O mundo ainda atravessa os primeiros momentos de uma crise gigantesca e de duração imprevisível, mas a comoção inicial provocada pela pandemia que lhe deu causa já deixou grandes lições, abrindo caminho para o aperfeiçoamento de muitos setores. Além dos aspectos científicos, onde muitos avanços foram observados, especialmente na área da infectologia - valendo o registro de que estudos realizados em Cuba, na China e nos Estados Unidos indicam o iminente desenvolvimento de vacina para o Covid 19 -, mas, também, em outras áreas, inclusive na economia e na política.

Com efeito, dado o seu caráter geral, a pandemia esclareceu que ninguém está a salvo do coronavírus e, mantida a rotina de sempre, não há como dele se esconder ou escapar. Neste sentido, o vírus é democrático, pois ataca a todos sem distinção. De fato, ao contrário de desastres localizados, como tsunamis, erupções, enchentes, terremotos, geadas, secas, avalanches, guerras, golpes de Estado, desemprego, convulsões sociais, pobreza, etc., o coronavírus está por toda a parte, sem discriminar vítimas e sem garantir terras seguras para o refúgio de afortunados. Apesar das manipulações criminosas - que, em renitente demonstração de egoísmo, alguns pretendem fazer a sociedade aceitar a morte de muitos como preço razoável 'para salvar a economia' para uns poucos -, a pandemia provocou o recolhimento das pessoas em uma quarentena geral, impensável até dias atrás, colocando a todos em uma espécie de prisão domiciliar, situação que, ao lado da expiação de pecados, possibilita momentos de reflexão e de convívio familiar.

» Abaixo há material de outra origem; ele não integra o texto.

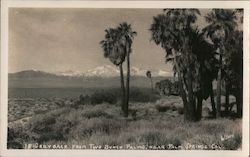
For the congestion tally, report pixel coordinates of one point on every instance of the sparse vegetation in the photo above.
(102, 124)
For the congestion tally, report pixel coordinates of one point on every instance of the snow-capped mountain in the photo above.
(112, 71)
(70, 73)
(102, 71)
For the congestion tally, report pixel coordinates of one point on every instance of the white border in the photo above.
(120, 4)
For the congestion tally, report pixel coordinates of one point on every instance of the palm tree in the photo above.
(113, 50)
(221, 23)
(172, 31)
(149, 75)
(234, 69)
(126, 39)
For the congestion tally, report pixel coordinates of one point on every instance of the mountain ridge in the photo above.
(100, 71)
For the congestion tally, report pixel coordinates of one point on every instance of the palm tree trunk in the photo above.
(212, 99)
(127, 85)
(239, 100)
(152, 84)
(191, 105)
(218, 93)
(227, 97)
(199, 106)
(122, 89)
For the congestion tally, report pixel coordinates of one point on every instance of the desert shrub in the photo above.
(43, 126)
(232, 143)
(154, 138)
(212, 126)
(16, 138)
(180, 110)
(94, 114)
(161, 108)
(101, 97)
(142, 95)
(98, 125)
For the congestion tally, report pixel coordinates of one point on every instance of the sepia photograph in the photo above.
(126, 78)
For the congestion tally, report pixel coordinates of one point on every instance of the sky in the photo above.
(52, 40)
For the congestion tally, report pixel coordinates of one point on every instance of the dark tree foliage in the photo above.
(190, 53)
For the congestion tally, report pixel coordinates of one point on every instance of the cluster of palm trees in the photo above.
(198, 56)
(117, 46)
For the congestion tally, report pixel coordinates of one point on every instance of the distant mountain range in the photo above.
(99, 77)
(100, 71)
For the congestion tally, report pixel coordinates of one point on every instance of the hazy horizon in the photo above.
(52, 40)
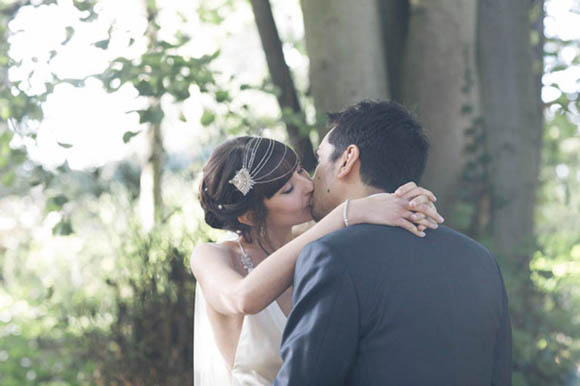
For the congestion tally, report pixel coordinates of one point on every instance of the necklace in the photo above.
(245, 259)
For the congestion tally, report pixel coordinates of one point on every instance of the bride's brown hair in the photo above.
(223, 203)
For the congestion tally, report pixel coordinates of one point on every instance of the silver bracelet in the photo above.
(345, 213)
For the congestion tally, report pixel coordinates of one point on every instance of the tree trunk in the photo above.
(347, 56)
(439, 85)
(513, 123)
(395, 23)
(282, 79)
(150, 201)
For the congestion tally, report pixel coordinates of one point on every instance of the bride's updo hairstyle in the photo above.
(223, 202)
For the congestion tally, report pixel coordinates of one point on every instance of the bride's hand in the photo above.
(410, 207)
(421, 201)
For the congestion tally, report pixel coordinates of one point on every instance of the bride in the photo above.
(256, 187)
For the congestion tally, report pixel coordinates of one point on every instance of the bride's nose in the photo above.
(308, 184)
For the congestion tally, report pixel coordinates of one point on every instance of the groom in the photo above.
(376, 305)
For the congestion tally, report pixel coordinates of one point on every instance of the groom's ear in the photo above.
(348, 160)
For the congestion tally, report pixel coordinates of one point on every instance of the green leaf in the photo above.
(69, 34)
(63, 228)
(222, 96)
(153, 115)
(55, 203)
(102, 44)
(144, 88)
(129, 134)
(207, 118)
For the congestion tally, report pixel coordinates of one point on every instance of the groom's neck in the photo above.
(361, 190)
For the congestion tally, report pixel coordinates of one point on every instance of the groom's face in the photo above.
(326, 193)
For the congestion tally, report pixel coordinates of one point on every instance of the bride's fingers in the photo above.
(427, 222)
(421, 219)
(410, 227)
(417, 191)
(415, 202)
(404, 189)
(430, 211)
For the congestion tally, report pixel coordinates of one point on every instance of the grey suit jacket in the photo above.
(376, 305)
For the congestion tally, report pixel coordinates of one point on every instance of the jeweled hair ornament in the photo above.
(246, 177)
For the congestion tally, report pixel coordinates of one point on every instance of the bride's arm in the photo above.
(230, 293)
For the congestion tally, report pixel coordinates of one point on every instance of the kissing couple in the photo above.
(376, 292)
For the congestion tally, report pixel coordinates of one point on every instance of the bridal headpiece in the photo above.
(246, 177)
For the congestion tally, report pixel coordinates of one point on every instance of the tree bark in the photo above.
(347, 55)
(513, 123)
(440, 85)
(282, 79)
(395, 23)
(150, 194)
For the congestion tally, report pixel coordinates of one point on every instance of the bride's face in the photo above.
(291, 204)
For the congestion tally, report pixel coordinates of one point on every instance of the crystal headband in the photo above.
(245, 178)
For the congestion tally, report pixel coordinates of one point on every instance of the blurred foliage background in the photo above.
(109, 109)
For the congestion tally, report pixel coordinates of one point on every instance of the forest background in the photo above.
(108, 110)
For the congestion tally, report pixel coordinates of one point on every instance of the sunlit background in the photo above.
(69, 241)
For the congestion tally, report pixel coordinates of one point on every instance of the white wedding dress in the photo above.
(257, 359)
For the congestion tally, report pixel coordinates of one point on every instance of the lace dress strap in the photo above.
(245, 259)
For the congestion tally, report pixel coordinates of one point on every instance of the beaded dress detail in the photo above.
(257, 359)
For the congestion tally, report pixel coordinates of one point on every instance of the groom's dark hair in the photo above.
(393, 147)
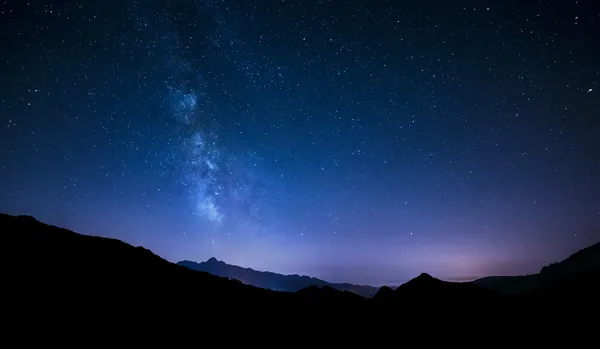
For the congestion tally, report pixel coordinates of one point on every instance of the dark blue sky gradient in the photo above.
(363, 141)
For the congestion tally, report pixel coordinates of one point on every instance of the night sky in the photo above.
(359, 141)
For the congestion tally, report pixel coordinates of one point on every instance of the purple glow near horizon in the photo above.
(354, 142)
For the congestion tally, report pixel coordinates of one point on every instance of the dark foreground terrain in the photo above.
(273, 281)
(51, 275)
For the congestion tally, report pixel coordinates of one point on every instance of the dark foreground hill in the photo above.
(50, 274)
(273, 281)
(576, 278)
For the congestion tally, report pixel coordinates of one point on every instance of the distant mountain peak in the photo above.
(273, 281)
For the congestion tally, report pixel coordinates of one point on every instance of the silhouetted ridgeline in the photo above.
(575, 278)
(48, 271)
(273, 281)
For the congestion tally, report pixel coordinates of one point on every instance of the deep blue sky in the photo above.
(360, 141)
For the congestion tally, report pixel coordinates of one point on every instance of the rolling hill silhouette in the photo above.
(273, 281)
(47, 270)
(576, 278)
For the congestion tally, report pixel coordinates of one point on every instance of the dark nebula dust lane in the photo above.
(352, 141)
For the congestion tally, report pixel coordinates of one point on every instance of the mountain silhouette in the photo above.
(53, 275)
(273, 281)
(577, 276)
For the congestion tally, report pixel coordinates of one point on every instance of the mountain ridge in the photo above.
(49, 270)
(271, 280)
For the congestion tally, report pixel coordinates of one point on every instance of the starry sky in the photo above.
(359, 141)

Entre as muitas lições já ensinadas pela pandemia de coronavírus e mazelas dela decorrentes, se destaca o reconhecimento pelos governos, tanto da esquerda como da direita, que só o Estado é dotado de poder e recursos capazes de enfrentar grandes crises. Aliás, logo nos primeiros momentos, ficou clara a inépcia da iniciativa privada para este tipo de situação, em eloquentes testemunhos contra o Estado Mínimo. Governos conservadores, como o do Reino Unido e dos Estados Unidos, por exemplo, interviram na rede privada de saúde, modificaram leis para permitir investimentos, usaram o poder de polícia para impor quarentenas e redirecionaram a atividade de fábricas para a produção de equipamentos e insumos médicos.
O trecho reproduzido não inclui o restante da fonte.